[Date Prev][Date Next][Thread Prev][Thread Next][Date Index][Thread Index]
Re: how to use parsing expressing grammar
From: |
Mike Mattie |
Subject: |
Re: how to use parsing expressing grammar |
Date: |
Wed, 4 Mar 2009 22:55:54 -0800 |
On Wed, 04 Mar 2009 09:35:00 +0900
Miles Bader <miles@gnu.org> wrote:
> W Dan Meyer <specuu@gmail.com> writes:
> > Are we talking about memoising PEG (e.g Packrat) in elisp? ...

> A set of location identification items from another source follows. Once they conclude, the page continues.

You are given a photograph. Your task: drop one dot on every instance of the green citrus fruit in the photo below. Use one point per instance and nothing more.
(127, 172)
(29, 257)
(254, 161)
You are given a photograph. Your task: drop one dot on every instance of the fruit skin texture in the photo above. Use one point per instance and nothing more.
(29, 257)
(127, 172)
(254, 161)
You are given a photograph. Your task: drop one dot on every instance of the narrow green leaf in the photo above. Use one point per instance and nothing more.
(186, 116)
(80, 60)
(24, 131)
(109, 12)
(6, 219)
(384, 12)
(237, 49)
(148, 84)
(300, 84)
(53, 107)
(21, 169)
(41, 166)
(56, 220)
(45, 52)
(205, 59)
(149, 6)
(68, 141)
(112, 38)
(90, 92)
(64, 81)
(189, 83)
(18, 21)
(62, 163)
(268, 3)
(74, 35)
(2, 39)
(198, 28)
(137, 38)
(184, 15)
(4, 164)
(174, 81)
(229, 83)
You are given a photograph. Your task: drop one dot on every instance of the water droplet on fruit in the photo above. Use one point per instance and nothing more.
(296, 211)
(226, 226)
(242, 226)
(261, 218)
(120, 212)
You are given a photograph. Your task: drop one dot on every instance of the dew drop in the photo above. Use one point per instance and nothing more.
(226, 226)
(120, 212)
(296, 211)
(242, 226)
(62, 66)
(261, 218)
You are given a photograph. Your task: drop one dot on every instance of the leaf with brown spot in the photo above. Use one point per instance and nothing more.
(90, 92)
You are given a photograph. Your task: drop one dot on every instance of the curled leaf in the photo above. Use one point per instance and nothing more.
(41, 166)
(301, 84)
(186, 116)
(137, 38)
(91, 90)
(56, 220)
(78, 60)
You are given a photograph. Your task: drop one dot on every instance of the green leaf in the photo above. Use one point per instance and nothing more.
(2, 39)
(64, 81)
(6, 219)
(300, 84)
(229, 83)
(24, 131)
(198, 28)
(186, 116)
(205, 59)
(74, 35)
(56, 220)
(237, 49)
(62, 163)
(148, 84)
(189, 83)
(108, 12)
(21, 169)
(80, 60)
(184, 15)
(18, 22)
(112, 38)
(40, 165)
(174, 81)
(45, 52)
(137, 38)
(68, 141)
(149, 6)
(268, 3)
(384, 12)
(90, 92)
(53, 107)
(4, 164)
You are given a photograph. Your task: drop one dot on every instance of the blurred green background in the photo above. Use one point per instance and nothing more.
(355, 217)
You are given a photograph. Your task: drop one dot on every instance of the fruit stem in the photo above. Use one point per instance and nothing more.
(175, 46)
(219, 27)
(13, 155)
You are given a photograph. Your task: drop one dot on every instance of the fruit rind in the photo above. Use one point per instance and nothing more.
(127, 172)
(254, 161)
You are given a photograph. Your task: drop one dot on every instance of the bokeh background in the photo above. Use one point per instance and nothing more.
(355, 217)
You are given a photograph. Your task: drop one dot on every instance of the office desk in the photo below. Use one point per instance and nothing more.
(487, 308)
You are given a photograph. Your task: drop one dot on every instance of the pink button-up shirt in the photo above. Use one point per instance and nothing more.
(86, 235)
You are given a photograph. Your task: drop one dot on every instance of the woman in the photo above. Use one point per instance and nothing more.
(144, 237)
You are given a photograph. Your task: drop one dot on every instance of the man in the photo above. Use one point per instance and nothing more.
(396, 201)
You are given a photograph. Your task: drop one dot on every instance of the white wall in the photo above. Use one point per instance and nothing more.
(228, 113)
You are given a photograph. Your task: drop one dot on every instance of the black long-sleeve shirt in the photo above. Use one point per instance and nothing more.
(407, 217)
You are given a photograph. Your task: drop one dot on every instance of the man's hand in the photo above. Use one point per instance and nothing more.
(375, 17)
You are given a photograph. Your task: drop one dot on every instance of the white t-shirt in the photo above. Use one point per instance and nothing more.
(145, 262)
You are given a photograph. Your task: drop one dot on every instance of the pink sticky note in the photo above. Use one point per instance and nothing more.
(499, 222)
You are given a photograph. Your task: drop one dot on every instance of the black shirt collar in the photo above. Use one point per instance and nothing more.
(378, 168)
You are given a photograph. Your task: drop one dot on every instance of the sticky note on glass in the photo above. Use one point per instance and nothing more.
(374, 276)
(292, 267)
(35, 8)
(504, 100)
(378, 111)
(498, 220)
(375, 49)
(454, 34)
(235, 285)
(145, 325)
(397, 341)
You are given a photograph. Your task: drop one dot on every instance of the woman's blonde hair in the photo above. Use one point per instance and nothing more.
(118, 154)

> > Packrat parser is the best option out there currently because it
> > recognises much complex grammar then LALR(1), and it has no
> > ambiguities with expressing these grammars.
>
> You also might be interested in Roberto Ierusalimschy's paper on the
> implemenation of LPEG, which is a PEG implementation for Lua:
>
> http://www.inf.puc-rio.br/~roberto/docs/peg.pdf
>
>
> Note that LPEG does _not_ use the packrat algorithm, as apparently it
> presents some serious practical problems for common uses of parsing
> tools:
>
> In 2002, Ford proposed Packrat [5], an adaptation of the
> original algorithm that uses lazy evaluation to avoid that
> inefficiency.
>
> Even with this improvement, however, the space complexity of the
> algorithm is still linear on the subject size (with a somewhat big
> constant), even in the best case. As its author himself recognizes,
> this makes the algorithm not befitting for parsing “large amounts
> of relatively flat” data ([5], p. 57). However, unlike parsing tools,
> regular-expression tools aim exactly at large amounts of relatively
> flat data.
>
> To avoid these difficulties, we did not use the Packrat
> algorithm for LPEG. To implement LPEG we created a virtual parsing
> machine, not unlike Knuth’s parsing machine [15], where each pattern
> is represented as a program for the machine. The program is somewhat
> similar to a recursive-descendent parser (with limited
> backtracking) for the pattern, but it uses an explicit stack instead
> of recursion.
>
>
> The general LPEG page is here:
>
> http://www.inf.puc-rio.br/~roberto/lpeg/lpeg.html
>
>
> -Miles
>
It seems there is a convergence :) I implemented the same thing in my
parser compiler, with a different intent.The PEG operators decompose
down to an internal instruction set translated by the core into
elisp functions.
The VM is a co-routine of two functions. A compiler which generates
code from a valid instruction set, and a "union" function which
determines the validity of a given instruction sequence. The union
essentially attempts to pack as many instructions as possible into
a matching function. When adding an instruction produces an invalid set
it kicks the set to the compile function and starts a fresh matching
function.
My goal was to allow the creation of custom operators for the ugly parts
of practical grammars that can be mixed with standard operators
in a consistent fashion. If the compiler is flexible enough then maybe
the AST can move inside the parser so the user does not have to re-invent
the wheel from the match hooks -> AST.
It's probably getting a bit to parser specific for emacs-help, but if you
want to compare notes feel free to e-mail me.
Cheers,
Mike Mattie